Anchorage is preparing to physically redesign streets in its Northwood neighborhood to slow traffic, moving into the construction phase of a project years in the making for residents who pushed for safer conditions on their local roads.
The Municipality of Anchorage is soliciting contractors to build the improvements, which could include speed humps, curb extensions, raised crosswalks, or other measures designed to reduce vehicle speeds. The specific mix of interventions is detailed in city bid documents. Planning, engineering, and community engagement have already been completed, meaning shovels could be in the ground relatively soon after a contractor is selected.

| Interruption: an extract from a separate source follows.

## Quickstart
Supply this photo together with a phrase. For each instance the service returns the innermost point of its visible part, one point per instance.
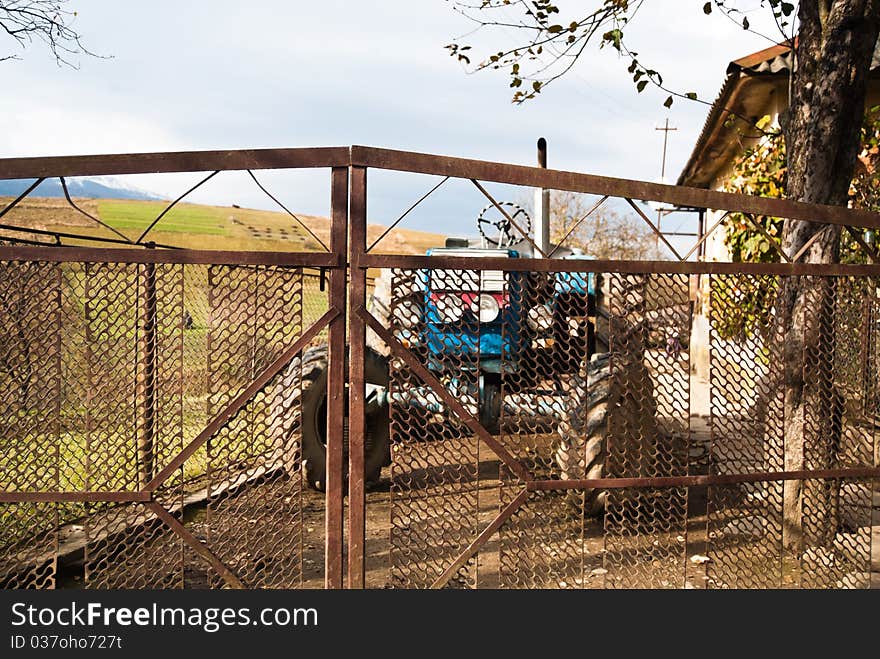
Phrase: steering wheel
(497, 229)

The project reflects years of work by Northwood residents who navigated Anchorage's formal neighborhood traffic calming program, which requires petitions backed by measured speed and volume data before the city will commit to physical changes. That process can be slow, but when it concludes with a construction contract, it typically means the city has confirmed a real problem.
Alaska has one of the highest pedestrian fatality rates per capita in the country, and Anchorage, home to roughly 290,000 people and nearly 40 percent of the state's population, bears a disproportionate share of that risk. The combination of long winter darkness, icy roads, wide arterials built for speed, and a sprawling car-dependent layout makes pedestrian safety a persistent challenge. U.S. pedestrian deaths hit a 40-year high in 2022, with about 7,500 fatalities nationally, driven in part by larger vehicles and road designs that prioritize throughput over safety.
Anchorage has been working to address this trend. The city received a federal Safe Streets and Roads for All planning grant in 2023, part of a national push under the 2021 Bipartisan Infrastructure Law that has directed hundreds of millions of dollars toward local safety projects. The Northwood construction represents one tangible result of that broader effort to move from planning to action.
Key details about the project's cost and exact scope remain difficult to pin down from publicly available documents. The city has not published those figures prominently alongside the bid solicitation. Once a contractor is chosen and a contract signed, those numbers should become part of the public record.